• Clinically and genetically heterogeneous group of connective tissue disorders caused by defective function of various collagens, collagen-processing enzymes, and associated proteins.

• The cardinal physical findings of hyperextensible, fragile skin, and hypermobile joints (Fig. 80.1) are present to varying degrees in different subtypes of EDS (Table 80.1).

• Manifestations of cutaneous fragility include easy bruising (sometimes leading to suspicion of a bleeding disorder; see Fig. 80.1D) and gaping, ‘fish-mouth’ wounds from minor trauma that heal with widened, atrophic scars (see Fig. 80.1C); additional findings may include smooth velvety skin, molluscoid pseudotumors (fleshy nodules in sites of repetitive trauma), subcutaneous spheroids over bony prominences (small, hard nodules that represent calcified fat lobules), piezogenic papules (see Chapter 82), and elastosis perforans serpiginosa (see Chapter 79).

• Rx: prevention of trauma; patients with the vascular type of EDS require close monitoring (especially during pregnancy) to avoid serious complications.

• Uncommon autosomal recessive disorder characterized by distorted and calcified elastic fibers in the skin, eyes, and cardiovascular system; caused by mutations in the ABCC6 gene, which encodes an ABC-cassette transporter (expressed primarily in the liver) that exports anti-mineralization factors into the circulation.

• Skin changes and asymptomatic ocular findings usually appear during the first two decades of life, with ocular and cardiovascular complications typically developing in the third and fourth decades.

• Thin yellowish papules coalesce to form cobblestoned plaques (resembling ‘plucked chicken skin’) on the lateral neck and in other flexural sites (e.g. antecubital and popliteal fossae, axillae, groin) (Fig. 80.2); decreased elasticity leads to sagging skin in affected areas (see Fig. 80.2D), and yellow papules on the oral mucosa may be evident (see Fig. 80.2E).

• Early ocular findings include angioid streaks, which reflect breaks in the calcified elastic lamina of Bruch’s membrane (also seen in other metabolic/genetic disorders, e.g. sickle cell anemia), and mottling of the retinal pigment epithelium; choroidal neovascularization and hemorrhage can result in progressive loss of vision.

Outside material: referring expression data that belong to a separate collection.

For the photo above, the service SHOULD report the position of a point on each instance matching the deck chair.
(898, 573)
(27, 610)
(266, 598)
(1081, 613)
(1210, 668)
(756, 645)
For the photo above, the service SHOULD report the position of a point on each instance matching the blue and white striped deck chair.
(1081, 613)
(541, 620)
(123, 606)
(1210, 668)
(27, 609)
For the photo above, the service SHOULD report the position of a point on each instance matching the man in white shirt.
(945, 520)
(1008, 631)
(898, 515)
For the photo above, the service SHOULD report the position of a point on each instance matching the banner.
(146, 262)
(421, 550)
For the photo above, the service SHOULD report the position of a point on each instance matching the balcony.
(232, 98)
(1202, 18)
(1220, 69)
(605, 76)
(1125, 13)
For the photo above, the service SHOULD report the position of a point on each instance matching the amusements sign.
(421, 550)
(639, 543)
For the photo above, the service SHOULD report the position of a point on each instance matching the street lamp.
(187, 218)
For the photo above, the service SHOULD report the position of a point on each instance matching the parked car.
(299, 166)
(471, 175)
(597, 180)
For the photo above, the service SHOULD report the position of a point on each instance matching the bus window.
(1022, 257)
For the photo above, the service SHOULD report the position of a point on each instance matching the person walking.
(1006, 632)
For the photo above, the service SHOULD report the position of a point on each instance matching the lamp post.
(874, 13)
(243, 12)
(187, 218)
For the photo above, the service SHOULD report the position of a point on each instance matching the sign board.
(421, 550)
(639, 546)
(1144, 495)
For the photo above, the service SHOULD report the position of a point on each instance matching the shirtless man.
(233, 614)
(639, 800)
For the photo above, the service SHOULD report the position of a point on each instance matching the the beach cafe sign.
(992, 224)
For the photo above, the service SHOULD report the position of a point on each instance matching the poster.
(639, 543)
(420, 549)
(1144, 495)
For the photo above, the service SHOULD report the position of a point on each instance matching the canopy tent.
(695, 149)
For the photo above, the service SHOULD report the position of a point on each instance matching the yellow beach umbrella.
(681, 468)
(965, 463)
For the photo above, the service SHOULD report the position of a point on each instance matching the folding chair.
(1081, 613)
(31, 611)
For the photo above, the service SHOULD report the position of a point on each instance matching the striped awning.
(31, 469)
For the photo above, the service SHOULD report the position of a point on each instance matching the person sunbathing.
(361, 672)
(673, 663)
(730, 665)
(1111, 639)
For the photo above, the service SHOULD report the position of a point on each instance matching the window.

• Calcification of elastic fibers in the walls of medium-sized arteries leads to luminal narrowing and clinical sequelae such as intermittent claudication, renovascular hypertension, angina, myocardial infarction, and stroke; GI hemorrhage may also occur.

• DDx: PXE-like cutaneous and extracutaneous findings can be seen in generalized arterial calcification of infancy (ENPP1 mutations), PXE-like disorder with coagulation factor deficiency (GGCX mutations), β-thalassemia, and sickle cell anemia; other conditions featuring PXE-like skin lesions are outlined in Table 80.2.

• Rx: an approach to management of PXE is presented in Table 80.3.

• Heterogeneous group of heritable and acquired disorders (Table 80.4) characterized by loose, sagging skin due to sparse and fragmented elastic fibers.

• Skin involvement is often generalized, giving patients a prematurely aged appearance (Fig. 80.3), but it may be localized to acral or periorbital sites; cutaneous findings are present at birth in most heritable forms of cutis laxa, developing later in acquired cutis laxa and some autosomal dominant variants.

• Extracutaneous manifestations can include emphysema, hernias (e.g. umbilical, inguinal), diverticula (e.g. GI, genitourinary), cardiovascular defects, musculoskeletal or craniofacial anomalies, and developmental delay; these findings are most common in autosomal recessive variants and occasionally occur in acquired forms.

• DDx: PXE and related conditions, mid-dermal elastolysis (see Chapter 82), anetoderma (see Chapter 82; smaller, circumscribed lesions), hereditary gelsolin amyloidosis.

• Rx: reconstructive surgery for cutaneous disease; multidisciplinary approach for internal involvement.

• Additional heritable connective tissue disorders with cutaneous manifestations are summarized in Table 80.5.